There's a difference of over 6 times between cantilever and fixed-fixed. If FEM results deviate significantly from theoretical values, the boundary condition settings should be the first thing to suspect.
Natural Frequency Analysis in FEM
What is the procedure for finding natural frequencies with FEM?
1. Modeling — Mesh, material ($E, \rho$), boundary conditions
2. Execute Eigenvalue Analysis — Use Lanczos method to find the lower $n$ modes
3. Check Results — Natural frequencies and mode shapes
4. Verification — Compare with theoretical solutions or experimental modal analysis
Unlike static analysis, the material constant $\rho$ (density) is required here.
Correct. Static analysis only needs $E$, but natural frequency analysis requires $\rho$. Forgetting to set the density will result in natural frequencies being zero or infinite. This is a very common mistake.
Summary
Let me organize the theory of natural frequency analysis.
Key points:
- $([K] - \omega^2 [M])\{\phi\} = \{0\}$ — Same eigenvalue problem as buckling
- $f = (1/2\pi)\sqrt{k/m}$ — The foundation of everything. Use it for sanity checks
- Boundary conditions significantly change natural frequency — 6x difference between cantilever vs. fixed-fixed
- Density $\rho$ setting is mandatory — Results become meaningless if forgotten
- Avoiding resonance is the design goal — Separate the external force frequency from the natural frequency
So natural frequency analysis is the most basic dynamic analysis to know "at what Hz a structure vibrates".

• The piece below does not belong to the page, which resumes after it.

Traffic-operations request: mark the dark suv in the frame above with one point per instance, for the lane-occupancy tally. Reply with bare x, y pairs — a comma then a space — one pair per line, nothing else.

Exactly. Natural frequency analysis is the foundation for all dynamic analyses (response analysis, time history analysis). Dynamic design cannot be established without it.
From Hooke's Law to Vibration Theory
Robert Hooke published the proportional relationship between elastic force and displacement (Hooke's law) in 1678, but he himself did not reach the theory of vibration frequency. It was Christian Huygens who completed it, deriving the period formula for a simple pendulum T=2π√(L/g) from its isochronism in 1673. This formula is a special case of the current single-degree-of-freedom frequency formula fn=1/(2π)√(k/m), a fundamental equation that has remained unchanged for over 300 years.
Computational Methods for Natural Frequency Analysis
Eigenvalue Solver
How is the eigenvalue problem for natural frequencies solved?
The same solver used for buckling analysis can be used. The Lanczos method is the industry standard.
| Method | Characteristics | Application |
|---|---|---|
| Lanczos Method | Optimal for large-scale sparse matrices. Efficiently extracts lower modes | Industry standard |
| Subspace Iteration Method | More stable than Lanczos but slower | Closely spaced eigenvalues |
| AMLS (Automated Multi-Level Substructuring) | Handles extremely large-scale problems | Millions of DOF |
What is AMLS?
AMLS is Nastran's large-scale eigenvalue analysis method. It automatically partitions the structure into substructures, finds the eigenvalues of each substructure individually, and then assembles the whole. It can efficiently find hundreds of modes for models with millions of DOF.
Nastran
```
SOL 103
CEND
METHOD = 10
BEGIN BULK
EIGRL, 10, , , 20 $ Find 20 modes
```
Abaqus
```
*STEP
*FREQUENCY, EIGENSOLVER=LANCZOS
20, ,
*END STEP
```
Ansys
```
/SOLU
ANTYPE, MODAL
MODOPT, LANB, 20 ! 20 modes using Lanczos method
SOLVE
```
The Lanczos method is the default in all solvers.
In modern FEM solvers, it's fair to say that eigenvalue analysis = Lanczos method. The setting is simply specifying "the number of modes to find".
Mass Matrix Selection
Which should we use, consistent mass or lumped mass?
The accuracy of natural frequencies depends on the mass matrix:
- Consistent mass — High accuracy. Recommended default
- Lumped mass — Faster computation but slightly lower accuracy. Differences appear in higher modes
The default for Nastran and Abaqus is consistent mass.